Second, after all allosteric proteins with relevant annotation information were collected, we further searched for allosteric modulators for the 336 allosteric proteins. All the abstracts from PubMed, United States Patent and European Patent files containing ‘allosteric modulator/effector/activator/inhibitor/agonist/antagonist’ in combination with the name of the collected allosteric proteins were curated and then manually identified as the final set, resulting in the collection of 8095 chemical allosteric modulators with respective references. Meanwhile, publicly available binding affinities of the allosteric modulators to their allosteric sites in the proteins were also obtained from the references. Among the allosteric modulators in the ASD, those that increase a particular protein function, for example, orthosteric ligand affinity or catalytic rate, are classified as ‘allosteric activator’ or ‘A’. Those that decrease a particular protein function are classified as ‘allosteric inhibitor’ or ‘I’. The remaining modulators, which control cooperativity of multimeric proteins, regulate the enzyme indirectly under allosteric control via the bound protein with an allosteric site, induce a new binding site to a protein, etc., are classified to the ‘allosteric regulator’ or ‘R’ category. Since allosteric modulators were initially identified from endogenous ligands and then widely accepted for the development of novel types of drugs, the tags ‘Endogenous’ and ‘Druggable’ in the ASD differentiate allosteric modulators produced in vivo and designed for drug use, respectively. In addition, important physicochemical properties used in drug discovery, such as logP, PSA, the number of rotatable bonds, etc., were calculated on the allosteric modulators by Filter Program from Openeye ( Each modulator in the ASD is downloadable as 2D mol and 3D mol2 files.
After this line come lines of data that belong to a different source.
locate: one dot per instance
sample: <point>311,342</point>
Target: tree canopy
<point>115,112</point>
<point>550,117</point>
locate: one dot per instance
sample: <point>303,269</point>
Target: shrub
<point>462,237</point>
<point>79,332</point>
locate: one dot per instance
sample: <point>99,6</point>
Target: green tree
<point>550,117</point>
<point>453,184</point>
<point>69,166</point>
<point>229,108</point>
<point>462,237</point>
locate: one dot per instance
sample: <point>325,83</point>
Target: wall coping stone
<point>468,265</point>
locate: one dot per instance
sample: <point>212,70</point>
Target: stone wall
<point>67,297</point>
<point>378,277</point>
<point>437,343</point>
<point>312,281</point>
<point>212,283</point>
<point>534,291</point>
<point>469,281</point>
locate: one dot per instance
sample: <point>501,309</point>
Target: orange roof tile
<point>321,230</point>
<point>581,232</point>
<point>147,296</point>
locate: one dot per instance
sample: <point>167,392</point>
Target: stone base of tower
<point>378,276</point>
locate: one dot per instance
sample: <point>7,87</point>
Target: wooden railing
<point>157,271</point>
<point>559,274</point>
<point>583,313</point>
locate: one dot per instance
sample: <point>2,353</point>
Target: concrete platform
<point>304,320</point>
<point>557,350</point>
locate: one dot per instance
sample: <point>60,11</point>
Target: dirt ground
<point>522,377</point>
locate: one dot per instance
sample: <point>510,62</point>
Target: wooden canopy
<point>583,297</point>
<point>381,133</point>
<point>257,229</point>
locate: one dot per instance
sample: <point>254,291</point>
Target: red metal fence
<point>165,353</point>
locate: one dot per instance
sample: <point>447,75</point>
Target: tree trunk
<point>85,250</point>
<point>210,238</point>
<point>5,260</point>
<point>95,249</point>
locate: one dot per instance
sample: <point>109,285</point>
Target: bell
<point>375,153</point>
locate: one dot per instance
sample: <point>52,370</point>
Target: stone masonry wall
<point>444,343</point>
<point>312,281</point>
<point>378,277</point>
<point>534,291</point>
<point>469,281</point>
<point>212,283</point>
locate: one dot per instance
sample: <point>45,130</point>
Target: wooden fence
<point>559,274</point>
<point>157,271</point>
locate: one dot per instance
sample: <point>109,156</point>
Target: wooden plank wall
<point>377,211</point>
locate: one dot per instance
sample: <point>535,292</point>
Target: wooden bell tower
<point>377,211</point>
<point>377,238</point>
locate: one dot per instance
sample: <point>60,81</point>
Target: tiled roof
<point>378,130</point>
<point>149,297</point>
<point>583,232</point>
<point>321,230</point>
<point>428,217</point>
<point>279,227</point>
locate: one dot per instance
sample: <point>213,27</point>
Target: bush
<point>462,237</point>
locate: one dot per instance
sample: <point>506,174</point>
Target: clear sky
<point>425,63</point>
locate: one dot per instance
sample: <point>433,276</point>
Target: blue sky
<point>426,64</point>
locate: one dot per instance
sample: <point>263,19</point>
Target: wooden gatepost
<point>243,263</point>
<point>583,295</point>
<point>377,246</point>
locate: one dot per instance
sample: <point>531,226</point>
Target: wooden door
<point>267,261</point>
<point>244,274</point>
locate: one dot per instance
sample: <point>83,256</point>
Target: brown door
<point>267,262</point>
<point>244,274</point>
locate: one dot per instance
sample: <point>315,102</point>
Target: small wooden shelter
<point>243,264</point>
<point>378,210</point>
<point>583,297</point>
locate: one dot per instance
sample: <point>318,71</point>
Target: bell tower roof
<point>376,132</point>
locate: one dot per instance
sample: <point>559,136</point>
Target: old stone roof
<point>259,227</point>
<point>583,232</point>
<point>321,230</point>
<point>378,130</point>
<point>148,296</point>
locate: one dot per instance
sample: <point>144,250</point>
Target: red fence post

ASD is designed as a relational database on a MySQL server (Figure 1). For visual inspection of 2D chemical structures, MarvinView ( is installed. For displaying 3D structures, Jmol (—an open source Java viewer for proteins and chemical structures in 3D—is used. MarvinSketch is applied as a built-in molecule editor, which allows users to query the database using self-edited molecules. The web site is built with Ajax framework ExtJS with EJB3, Web access is enabled via JBOSS Webserver. Internet Explorer version 7 or above, Mozilla Firefox version 3.6 or above, Apple Safari and Google Chrome were thoroughly tested and thus recommended for ASD.

Figure 1.
The basic framework of ASD. All results generated by ASD are deposited in MySQL and displayed in the visual browser and web pages. The web-interface programs and browser can be accessed by a wide range of research biologists and chemists to analyze and ...


The ASD database

ASD is a comprehensive database on allosteric information. It contains two types of data: (i) allosteric proteins; (ii) small allosteric modulators identified from in vitro binding to the allosteric proteins at the allosteric site. In total, 336 allosteric proteins and 8095 chemical allosteric modulators are curated and fully annotated by the database developers and experts in the field.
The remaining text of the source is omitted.